- Origin: Tempe, Arizona, U.S.
- Years active: 1997–2001
- Label: Atomic Pop
- Spinoff of: Gin Blossoms
- Members: Robin Wilson Phillip Rhodes Dan Henzerling Mickey Ferrel

= Gas Giants (band) =

American pop rock group (1997–2001)

Gas Giants were a pop rock band from Tempe, Arizona, formed as a successor project to the Gin Blossoms. The group was known as The Pharaohs when they formed in 1997, but changed their name after their label, A&M Records, merged with Universal Records and the band changed hands, re-signing with Interscope Records. Eventually, the group released their album, From Beyond the Back Burner, in 1999 on indie Atomic Pop Records. Comic book artist Geof Darrow provided the artwork for the album. The band featured Gin Blossoms members Robin Wilson, Phillip Rhodes and Daniel Henzerling, as well as Mickey Ferrel, who was previously in the band Grievous Angels. Henzerling was the drummer for the Gin Blossoms before the current drummer, Phillip Rhodes. The band toured with Train in 2000 behind the band's only single, "Quitter".

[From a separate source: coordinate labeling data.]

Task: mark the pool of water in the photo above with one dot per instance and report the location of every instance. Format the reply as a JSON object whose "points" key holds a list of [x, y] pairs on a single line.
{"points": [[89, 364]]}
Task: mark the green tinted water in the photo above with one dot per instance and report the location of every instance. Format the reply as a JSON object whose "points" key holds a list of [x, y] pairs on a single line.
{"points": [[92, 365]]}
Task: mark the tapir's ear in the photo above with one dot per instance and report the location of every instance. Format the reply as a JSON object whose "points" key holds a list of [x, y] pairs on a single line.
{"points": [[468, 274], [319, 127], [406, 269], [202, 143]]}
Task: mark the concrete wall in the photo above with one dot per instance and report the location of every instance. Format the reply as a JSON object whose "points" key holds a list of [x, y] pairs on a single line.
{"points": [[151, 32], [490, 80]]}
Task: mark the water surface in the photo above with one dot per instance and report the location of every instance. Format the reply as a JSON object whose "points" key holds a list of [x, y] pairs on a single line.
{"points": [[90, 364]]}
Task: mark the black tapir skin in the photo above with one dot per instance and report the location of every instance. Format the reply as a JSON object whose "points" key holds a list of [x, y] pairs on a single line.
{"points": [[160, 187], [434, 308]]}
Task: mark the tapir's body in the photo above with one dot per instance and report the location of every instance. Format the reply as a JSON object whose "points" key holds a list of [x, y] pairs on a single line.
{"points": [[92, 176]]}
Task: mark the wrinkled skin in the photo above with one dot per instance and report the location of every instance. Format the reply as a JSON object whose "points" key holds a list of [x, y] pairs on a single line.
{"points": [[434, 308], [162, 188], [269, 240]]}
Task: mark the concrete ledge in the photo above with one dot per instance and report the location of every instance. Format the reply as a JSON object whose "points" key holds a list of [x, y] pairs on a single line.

Because the Gin Blossoms have reunited as of 2006, Gas Giants appear to be on indefinite hiatus.

== Personnel ==
- Robin Wilson – lead vocals, guitar
- Daniel Henzerling – lead guitar, vocals
- Phillip Rhodes – drums, vocals
- Mickey Ferrell – bass

== Discography ==
- From Beyond the Back Burner (1999, Atomic Pop Records)

Other appearance
- Live in the X Lounge III – "Quitter" (live, 2000)
- Boys and Girls (2000 film) soundtrack – "Quitter" (2000)
- Gas Giants members were also featured on The Poppin' Wheelies (2000, Uranus Laboratories Inc.). This was intended to be the soundtrack of an animated series (never produced) about a band in space.